Even if Forbes stated in “The World’s Best Entrepreneur Visas” (2015) that the Schengen area made it unintentionally more difficult for foreign entrepreneurs to qualify for and receive a visa to start and grow new businesses in Europe, one thing is clear to us: if border controls and closure remain for more than short periods, we risk reversing decades of European integration. Various studies over the years have proven that the Schengen Agreement led its members to attract tourists, form closer trading partnerships, and increased both imports and exports, being the backbone of economic growth. Schengen is among the most visible indices of the European unity and its loss would send a powerful (unwanted) signal to the rest of the world.

We must ask furthermore, wouldn’t the re-establishment of internal borders, also affect the other promised fundamental rights: namely the free movement of goods, services and capitals?

What would convince businesses to stay in Europe rather than flee to the US? – Europe is already almost invisible compared to the Silicon Valley and the United States in general, with the latter providing a more favourite entrepreneurial ecosystem.

Going one step further: Remember the demographic problem with a rapidly ageing society especially European countries are facing, putting the social scheme of most of the EU member states at risk?  Well here is one possible solution: As most of the migrants are in between the age range of 14 to 35 – they are the (soon to be) labour force, we desperately need to secure the existing social schemes for our future generations. Furthermore, we should let mirgrants take part in the “European dream”, helping them building up their own business: it is an efficient and faster way to integrate migrants and ensure their contribution to the local economy. On a separate note, those do not only contribute by paying taxes, but we give them the opportunity to learn the business rules of their host country, which they do faster than any other worker.

Moreover, what about catching the problem at its root?

Not all migrants are here to stay. By investing in the Middle East, we could avoid future unbearable refugee streams of people fleeing chaos at home by creating safe zones in Syria, Libya and other “failed” states.

In addition, we need to stop fostering the growth of the far-right political rise in Europe, caused by the fear of the unknown and insecure outcome of this crisis and of the incidents in Paris and Cologne, masqueraded as allegedly a problem of the refugee crisis.

Last but not least, Europe needs to strengthen its external borders rather than building up internal borders. JADE, as a pan-European (!) association and its Junior Enterprises stand for sharing knowledge and learning by doing through transnational cooperation and exchange, how can we keep fulfilling our task with the burden of internal borders?

About the author

Kassandra PetersenMs. Kassandra Petersen is Vice President and Head of Public Affairs of JADE – European Confederation of Junior Enterprises, a pan-European organization fostering youth and especially student entrepreneurship. She is responsible for JADE’s external presence, promoting the Junior Enterprise-concept as a best practice to tackle skill mismatch and youth unemployment.
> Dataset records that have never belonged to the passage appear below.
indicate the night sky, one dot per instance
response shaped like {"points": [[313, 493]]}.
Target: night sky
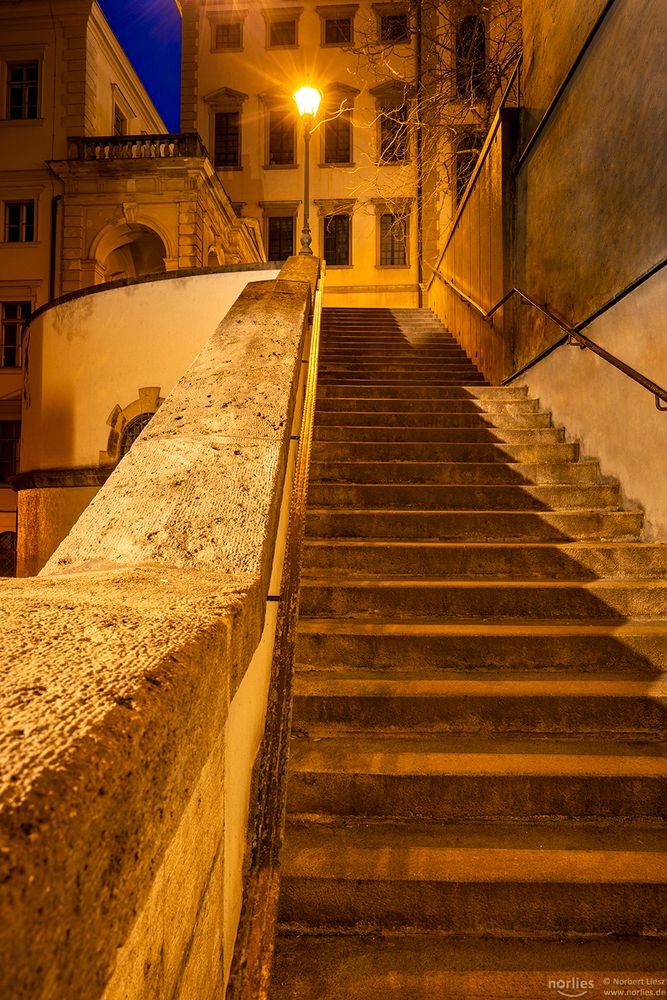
{"points": [[150, 33]]}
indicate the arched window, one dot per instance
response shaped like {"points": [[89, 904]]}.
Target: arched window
{"points": [[470, 57], [131, 432]]}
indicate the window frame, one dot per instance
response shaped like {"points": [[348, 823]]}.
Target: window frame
{"points": [[219, 19], [288, 117], [23, 204], [235, 163], [398, 134], [25, 86], [17, 321], [10, 445], [280, 218], [326, 221], [275, 15], [330, 13]]}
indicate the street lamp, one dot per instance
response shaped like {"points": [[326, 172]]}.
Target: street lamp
{"points": [[307, 101]]}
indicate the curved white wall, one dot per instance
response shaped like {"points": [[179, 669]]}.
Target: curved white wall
{"points": [[88, 355]]}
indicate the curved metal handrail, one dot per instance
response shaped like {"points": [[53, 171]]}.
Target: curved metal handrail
{"points": [[253, 955], [574, 337]]}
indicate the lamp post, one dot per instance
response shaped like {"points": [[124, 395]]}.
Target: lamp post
{"points": [[307, 101]]}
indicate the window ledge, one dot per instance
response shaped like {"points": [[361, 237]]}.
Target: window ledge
{"points": [[23, 122]]}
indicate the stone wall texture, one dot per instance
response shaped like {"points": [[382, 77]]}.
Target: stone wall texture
{"points": [[118, 672]]}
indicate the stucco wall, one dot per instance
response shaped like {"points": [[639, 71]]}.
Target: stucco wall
{"points": [[615, 419], [475, 258], [590, 197], [133, 688]]}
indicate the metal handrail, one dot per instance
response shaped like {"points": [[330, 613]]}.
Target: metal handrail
{"points": [[484, 152], [574, 337], [253, 955]]}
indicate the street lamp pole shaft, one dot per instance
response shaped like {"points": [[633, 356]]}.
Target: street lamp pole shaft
{"points": [[305, 232]]}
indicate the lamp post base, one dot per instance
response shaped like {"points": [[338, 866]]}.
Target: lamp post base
{"points": [[306, 241]]}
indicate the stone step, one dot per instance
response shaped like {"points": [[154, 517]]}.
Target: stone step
{"points": [[423, 352], [536, 704], [358, 368], [405, 420], [475, 497], [374, 596], [441, 966], [628, 647], [455, 526], [475, 435], [413, 392], [481, 560], [446, 778], [393, 383], [482, 880], [445, 402], [428, 451]]}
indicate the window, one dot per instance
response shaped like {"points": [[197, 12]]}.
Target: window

Before becoming JADE’s Vice President, she worked for a Junior Enterprise herself as a Quality Manager while graduating from the University of Erlangen-Nuremberg (FAU), Germany with a Master’s in International Business Law and Management. She has extensive working experience in advisory, legal and public diplomacy. Furthermore, she was a mentee of various firms, had in-depth speech, negotiation and intercultural management training, and was an international observer for the OAS during presidential elections in Mexico while studying at the National University of Mexico (UNAM) as well as an intern for the Permanent Mission of Germany to the United Nations in New York.